Écrits et textes critiques
Cette page rassemble des textes critiques et des écrits qui accompagnent la pratique du dessin.
Ils prolongent des pistes de lecture, sans chercher à expliquer les œuvres.
Gilles Lopez,
Une histoire de désengagement
Extrait, 2025
Dans ce texte, Gilles Lopez aborde le dessin comme une forme de désengagement actif.
Il décrit une pratique où les lignes échappent aux territoires figés, refusent la gravité de l’Œuvre et privilégient le jeu, la fuite, la reprise.
« Il semble se jouer un combat discret, un combat de désengagement, où l’indépendance des lignes compte davantage que le partage d’un territoire.Déjouer ne consiste pas à affronter frontalement, mais à se dégager des contraintes de l’espace normatif.
Dans les dessins de Tifane Nomad, les lignes fuient. Elles quittent les formes qui les enferment, abandonnent les culs-de-sac, recommencent ailleurs, plus neuves, sans destin. »
Léon Mychkine
Le vide comme espace actif
Texte critique, 2024
Dans son analyse, Léon Mychkine met en lumière une pratique du dessin fondée sur le contour et le vide.
Il souligne une approche excentrée, aérienne, où le vide n’est pas absence mais condition du mouvement et de la liberté du trait.
« Aborder le dessin par le contour engage immédiatement la question du vide.
Chez Tifane Nomad, le dessin est excentrique : il se déploie hors du centre, laissant respirer l’espace.
Le vide n’est pas un manque, mais une condition active de la liberté du trait. »
NOTES DE PRATIQUE 1
Le dessin comme espace pris
Le dessin s’est imposé comme un espace arraché au quotidien.

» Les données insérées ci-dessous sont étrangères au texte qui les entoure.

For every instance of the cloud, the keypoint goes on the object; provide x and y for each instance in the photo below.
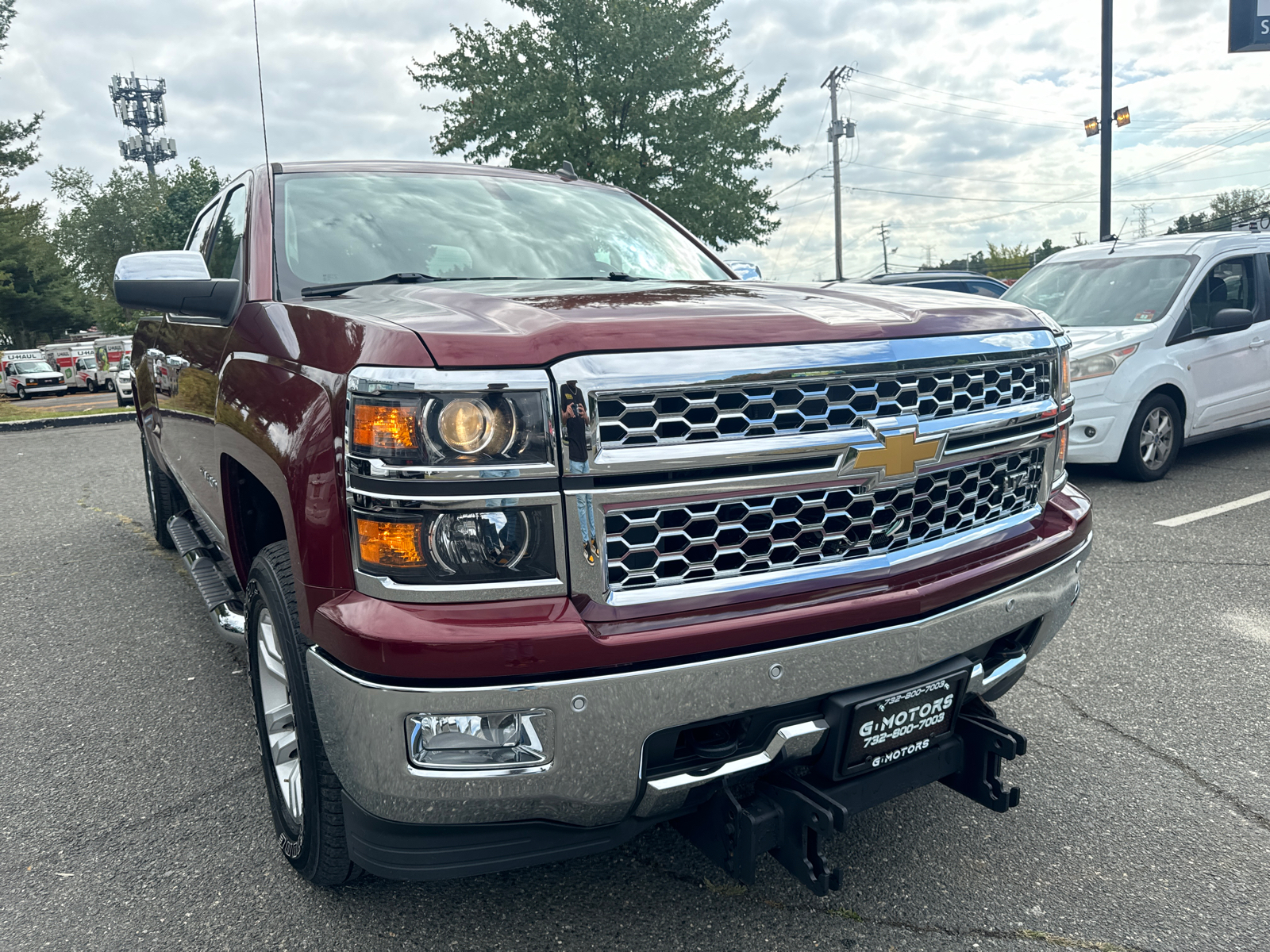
(979, 105)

Un temps soustrait aux logiques productives, mais chargé de nécessité.
Un lieu où le geste peut se déployer sans finalité imposée.
Tourner la feuille
Faire pivoter le support est un geste central.
Il permet de déjouer la frontalité, de déplacer les repères et d’empêcher la forme de se stabiliser trop vite.
Le dessin reste ouvert.
Ne pas gommer
Ne jamais gommer, c’est accepter chaque trait comme un fait.
Le dessin progresse par inclusion, non par correction.
Tout reste présent, tout peut coexister.
NOTES DE PRATIQUE 2
Multidimension
Le dessin se construit sans point fixe.
Il ne cherche pas à représenter une réalité stable, mais à ouvrir un espace flottant, sans perspective dominante.
Cette instabilité permet aux formes de coexister, de se déplacer, de se redimensionner en permanence.
Tourner jusqu’à voir
Faire tourner la feuille n’est pas une stratégie formelle, mais une nécessité perceptive.
Chaque rotation déplace le regard, empêche la composition de se figer et autorise plusieurs lectures simultanées.
Le dessin progresse par déplacements successifs, non par résolution.
Itération et langage intériorisé
Le geste se répète, mais ne se reproduit jamais à l’identique.
L’itération permet au dessin de devenir un langage intérieur, codé par l’émotion plutôt que par la narration.
Ce qui apparaît échappe en partie au contrôle, laissant place à l’inattendu et à l’interprétation.
Le vide comme condition.
Le vide n’est pas un manque.
Il est une zone de respiration, un espace nécessaire pour que le regard circule et que les formes restent ouvertes.
Faire de la place devient un acte actif, une manière de permettre l’émergence d’autres possibles.